"Imaginez que vous vous donnez soudain le droit d'être furieusement heureux. Oui, imaginez une seconde que vous n'êtes plus l'otage de vos peurs, que vous acceptez les vertiges de vos contradictions. Imaginez que vos désirs gouvernent désormais votre existence, que vous avez réappris à jouer, à vous couler dans l'instant présent. Imaginez que vous savez tout a coup être léger sans être jamais frivole. Imaginez que vous êtes résolument libre, que vous avez rompu avec le rôle asphyxiant que vous croyez devoir vous imposer en société. Vous avez quitté toute crainte d'être jugé. Imaginez que votre besoin de faire vivre tous les personnages imprévisibles qui sommeillent en vous soit enfin à l'ordre du jour. Imaginez que votre capacité d'émerveillement soit intacte, qu'un appétit tout neuf, virulent, éveille en vous mille désirs engourdis et autant d'espérances inassouvies. Imaginez que vous allez devenir assez sage pour être enfin imprudent.

Imaginez que la traversée de vos gouffres en vous inspire plus que de la joie. C'était tout cela être le Zubial."

Alexandre Jardin, Le Zubial

9.7.26

Pardon

Au risque de sembler présomptueuse, voire mégalo, je me dois de vous présenter mes excuses.

La canicule, c'est de ma faute, ma grande faute, mea culpa, mea maxima culpa !!!!

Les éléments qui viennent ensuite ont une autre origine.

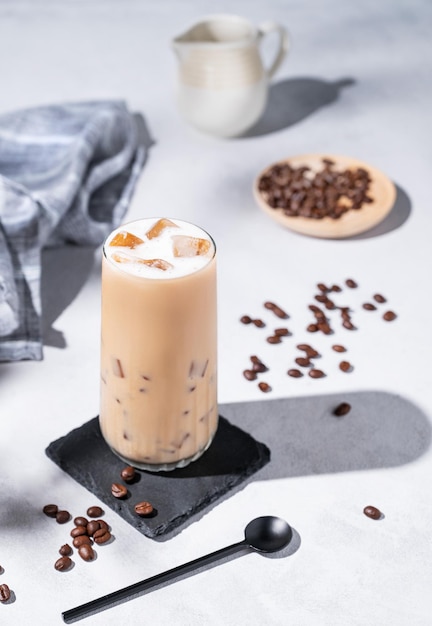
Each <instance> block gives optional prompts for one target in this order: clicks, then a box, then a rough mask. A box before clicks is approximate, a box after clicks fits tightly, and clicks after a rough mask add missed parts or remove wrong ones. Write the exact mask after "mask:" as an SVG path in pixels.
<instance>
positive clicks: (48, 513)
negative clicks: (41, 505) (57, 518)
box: [42, 504, 58, 517]
mask: <svg viewBox="0 0 432 626" xmlns="http://www.w3.org/2000/svg"><path fill="white" fill-rule="evenodd" d="M42 511H43V512H44V513H45V515H47V516H48V517H55V516H56V515H57V511H58V506H57V505H56V504H46V505H45V506H44V508H43V509H42Z"/></svg>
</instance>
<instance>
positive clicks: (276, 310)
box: [264, 302, 288, 319]
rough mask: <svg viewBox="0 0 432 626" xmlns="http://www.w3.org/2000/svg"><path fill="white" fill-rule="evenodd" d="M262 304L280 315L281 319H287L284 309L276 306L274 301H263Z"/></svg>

En effet, il ne s'est pas passé un jour entre mi-septembre et mi-avril sans que j'invoque le Dieu soleil et réclame à cors et à cris un bel été ensoleillé avec des fortes chaleurs pour faire le plein, de vitamine D, de bonne humeur, de soirées en terrasse, de petits-déjeuners en terrasse, de balades nocturnes embaumant les fleurs d'été et le foin coupé, de rosé piscine, d'eau sous toutes ses formes (même en gel), de rares moments Tahiti douche, de petites robes en coton bien courtes et/ou bien légères, d'échelles contre les cerisiers, de siestes à l'ombre des arbres, d'huile scintillante à enduire sur mon corps, de chapeaux en paille, de boucles d'oreilles pendantes, de lecture* sur le transat à l'abri des feuilles, de shorts indécents et de hauts en lin, de volets entrouverts, de moustiquaires pour la nuit, de peaux dorées et croquantes à souhait, ou moites et parfumées, de chaussures ouvertes, d'ongles repeints, de carrelage frais, de melon, de pastèques, de planchas, de salades composées, de tomates à la mozzarella et au basilic frais, de salades d'oranges...

J'ai tant invoqué, tant réclamé, tant attendu, que je ne peux que me réjouir du temps qui nous est offert et j'espère que vous aussi. Car je me souviens de cet été glacial, pas si lointain, durant lequel vous vous étiez pelés les miches (par chance j'étais partie en vacances dans des contrées ensoleillées aux moments les plus frisquets) eh ben tout le monde tirait la tronche à la rentrée !

Alors enjoyez grave mes amis et qing qing ! 

*En ce moment je relis pour la énième fois tout Conan Doyle et Maupassant, alors si vous avez des suggestions je suis preneuse, merci.